肩こりの場合でいうと、僧帽筋の部分を手でもんだり指で押したりした時に痛みを感じる事があります。
身体の奥のこり
僧帽筋の圧痛が長引くと、だんだんと痛みを感じる範囲が広がって行きます。
僧帽筋の下の肩甲挙筋や棘上筋などの深い部分の筋肉にもこりが拡大していくのです。
こうなると自分で揉んだりするだけでは肩こりは改善されなくなります。
首や背中の痛み
肩甲骨の付近や首の僧帽筋、またその奥にある深層筋が疲労して血流が悪くなると、肩だけではなく首や背中も痛くなります。
その他
首や背中の痛みが更に酷くなると、肩から腕や指先にしびれを感じるようになるケースもあります。
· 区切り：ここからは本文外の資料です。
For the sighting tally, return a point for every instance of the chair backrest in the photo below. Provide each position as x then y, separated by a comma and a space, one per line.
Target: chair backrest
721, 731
また肩や首の周辺の筋肉が緊張し血流が悪くなる事によって、酸素が十分脳にいきわたらず、そのために頭痛や吐き気を感じる事もあります。
便秘と肩こりの関係
この2つには実は共通点が色々あります。
便秘と肩こりの関係について考えてみましょう。
便秘による様々な症状
便秘による症状には主に次のようなものがあります。
- 胃腸の異常:お腹の張り・腹痛・ガスがたまる・食欲不振
- だるさ:老廃物や毒素が身体から排出されない事によるだるさや疲労感
- 肌荒れ:肌の新陳代謝の低下による肌荒れや吹き出物
- 痔:硬い便による切れ痔・いきみによるいぼ痔
- おならの異常:腸内環境が悪化し、おならが臭くなる
- 肩こりや腰痛:便秘で血行不良になり疲労物質がたまる事による肩こりや腰痛
- イライラや不快感:お腹が張って苦しい事から来るストレス
肩こりと便秘の関係
便秘によって肩こりが引き起こされる事があります。
血液の汚れによる血行不良
大腸で作られた便は、健康時であれば自然な便意とともに力をこめなくてもすっきりと排出できるものです。
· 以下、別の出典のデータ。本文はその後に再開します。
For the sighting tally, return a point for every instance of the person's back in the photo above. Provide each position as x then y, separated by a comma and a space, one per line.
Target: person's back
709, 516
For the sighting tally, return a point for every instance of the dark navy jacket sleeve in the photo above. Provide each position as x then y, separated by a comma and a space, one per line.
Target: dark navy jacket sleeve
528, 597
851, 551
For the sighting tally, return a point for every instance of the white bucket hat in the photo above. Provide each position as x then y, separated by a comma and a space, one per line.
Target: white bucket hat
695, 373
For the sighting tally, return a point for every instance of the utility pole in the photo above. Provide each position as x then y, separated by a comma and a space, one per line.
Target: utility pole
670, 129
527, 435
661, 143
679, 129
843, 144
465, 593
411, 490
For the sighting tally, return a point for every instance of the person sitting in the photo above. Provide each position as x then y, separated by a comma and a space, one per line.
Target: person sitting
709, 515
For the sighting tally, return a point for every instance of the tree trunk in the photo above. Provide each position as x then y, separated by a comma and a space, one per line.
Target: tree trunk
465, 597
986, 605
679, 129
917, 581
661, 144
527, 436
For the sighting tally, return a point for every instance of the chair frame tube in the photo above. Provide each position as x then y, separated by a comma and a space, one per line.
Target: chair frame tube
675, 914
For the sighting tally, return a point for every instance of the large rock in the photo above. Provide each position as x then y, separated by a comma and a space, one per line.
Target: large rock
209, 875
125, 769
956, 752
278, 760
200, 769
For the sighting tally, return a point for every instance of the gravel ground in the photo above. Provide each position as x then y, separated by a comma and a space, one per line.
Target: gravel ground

しかし便秘になって腸に長い時間便が留まると、水分吸収され続け便はどんどん硬くなって行きます。
そうなると便は排出されづらくなり、さらに便が溜まっていくという悪循環になります。
こうして長時間腸にある便は、やがて腐敗を始めます。
そうなると身体に有害なガスを発生させるようになり、これが身体に様々な悪影響を与えるのです。
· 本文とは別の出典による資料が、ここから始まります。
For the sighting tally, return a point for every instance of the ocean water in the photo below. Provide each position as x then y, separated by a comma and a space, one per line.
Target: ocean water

発生した有害なガスは、腸壁から吸収され血管に入りますので、血液が汚れ血行不良を引き起こします。
それと同時に血液の中の酸素や栄養素が筋肉に届きにくくなってしまうため、代謝が衰えて疲労物質や老廃物が溜まっていきます。
それによって肩こりを生じてさせてしまいます。
自律神経の乱れ
自立神経のバランスが崩れて、副交感神経が働かなくなることで内臓の動きも低下します。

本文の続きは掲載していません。